Hello! I currently work as a Fellow at the Science and Technology Policy Institute in Washington, DC. I graduated from Harvey Mudd College in 2024 with a joint major in Computer Science & Mathematics, as well as a concentration in Environment, Economics, & Politics.
My passion lies in environmental and social policy, though my background is perhaps a bit unconventional; prior to my transition to policy, I spent many years working with machine learning, data analysis, modelling, and computer programming.
This portfolio contains a select record of my past work. Many involve machine learning, and most are oriented towards social impact.
STPI report on nature-based solutions, sponsored by the White House Office of Science and Technology Policy.
Contributions include writing, editing, and fact-checking.
Side project for the Claremont McKenna Policy Lab capstone project on debt collection court cases.
Through this team-based policy analysis project, we investigated how defendant demographics impacted the outcomes of debt collection court cases in California. The project was conducted in partnership with the Los Angeles County Superior Court and the RAND Institute for Civil Justice.
In order to accelerate data collection, I developed a program to automatically extract data from scanned legal documents, which was able to process 350 cases an hour. The pipeline leveraged computer vision techniques and optical character recognition, eliminating the need for manual data collection, which originally took hundreds of people-hours.
Other contributions include literature reviews, data analysis and visualization, and writing.
NSF REU-funded research project under Professor Calden Wloka.
Investigated biases towards static and dynamic features in machine-learning models trained for video classification.
As an undergraduate researcher, I implemented key functionality in the analysis pipeline to visualize the behavior of arbitrary neural network video classifiers, ran experiments to measure feature biases, and probed a key mathematical error that I uncovered across many published code implementations of a popular model visualization tool.
Additionally, I strategized research goals and coordinated fellow team members to achieve priorities in parallel.

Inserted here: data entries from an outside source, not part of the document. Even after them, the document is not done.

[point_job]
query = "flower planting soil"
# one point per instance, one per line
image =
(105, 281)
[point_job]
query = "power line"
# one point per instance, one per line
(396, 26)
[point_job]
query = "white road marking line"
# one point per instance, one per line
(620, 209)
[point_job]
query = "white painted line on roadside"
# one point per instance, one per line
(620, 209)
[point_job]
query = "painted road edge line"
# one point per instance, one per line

Research project under Professor Sarah Kavassalis.
Investigating the impact of explicitly encoding spatial relationships in graph neural networks to forecast the evolution of nonlinear atmospheric dynamics from the Lorenz-96 model.
Digital flashcards tailored for practicing American Sign
Language (ASL).
Developed using Flask and hosted on AWS.
Software SULI internship at the National Renewable Energy
Laboratory under K. Shankari.
As a summer intern, I implemented and analyzed candidate
machine learning pipelines, using clustering and random
forests, to predict characteristics of human travel such as
mode of transportation and purpose of travel. To this end, I
also developed a two-step supervised clustering pipeline which
uses DBSCAN and SVMs to cluster trips geospatially.

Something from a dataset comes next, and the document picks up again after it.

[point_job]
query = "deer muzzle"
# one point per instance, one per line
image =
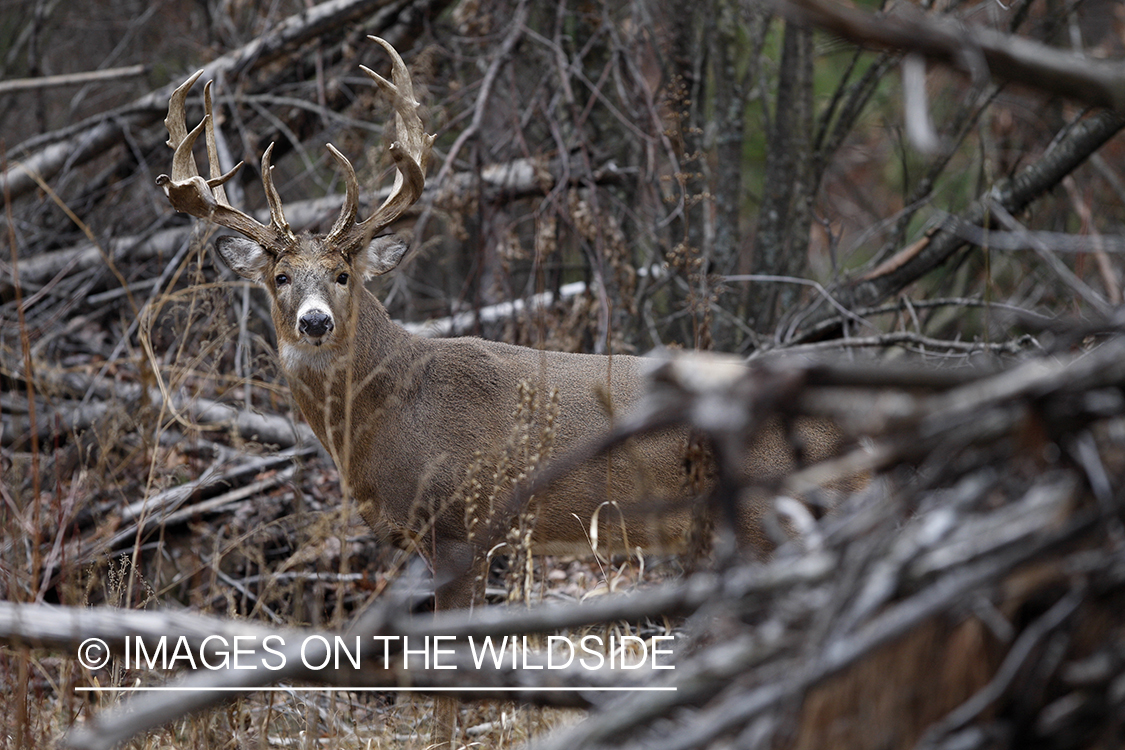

These predictions can make unlabeled research data usable for
aggregate analysis; they can also be used as label suggestions
in the NREL OpenPATH data-collection tool to streamline the
labeling process and reduce user burden.
Research project under Professor Susan Martonosi.
Developed simulations to analyze the propagation of
information in a social network; examined how the spread of
news was affected by the truthfulness and political bias of
news articles, as well as readership bias and social network
structure.
Image classification of animal species using convolutional neural networks, data augmentation, and transfer learning.
Exploration of classical machine learning algorithms for HMC's
CS189 Programming Practicum elective.
Project goal: understand how classical machine learning
algorithms work, and apply them to predict air pollution
levels on the ground, based on weather data and satellite
observations of pollutants. Dataset from
Zindi.
Data analysis and design at Pomona's Sustainability Office.
This is the annual evaluation of Pomona's performance on
sustainability metrics, newly presented as an interactive
report on Tableau. The 2021 report provides a unique look into
the College's 'baseline' measurements during a year of fully
remote learning, and lends insight on the effects of human
behavior versus infrastructure.
Exploration of the capabilities of reservoir computing. Applications to forecasting the growth of digital communities.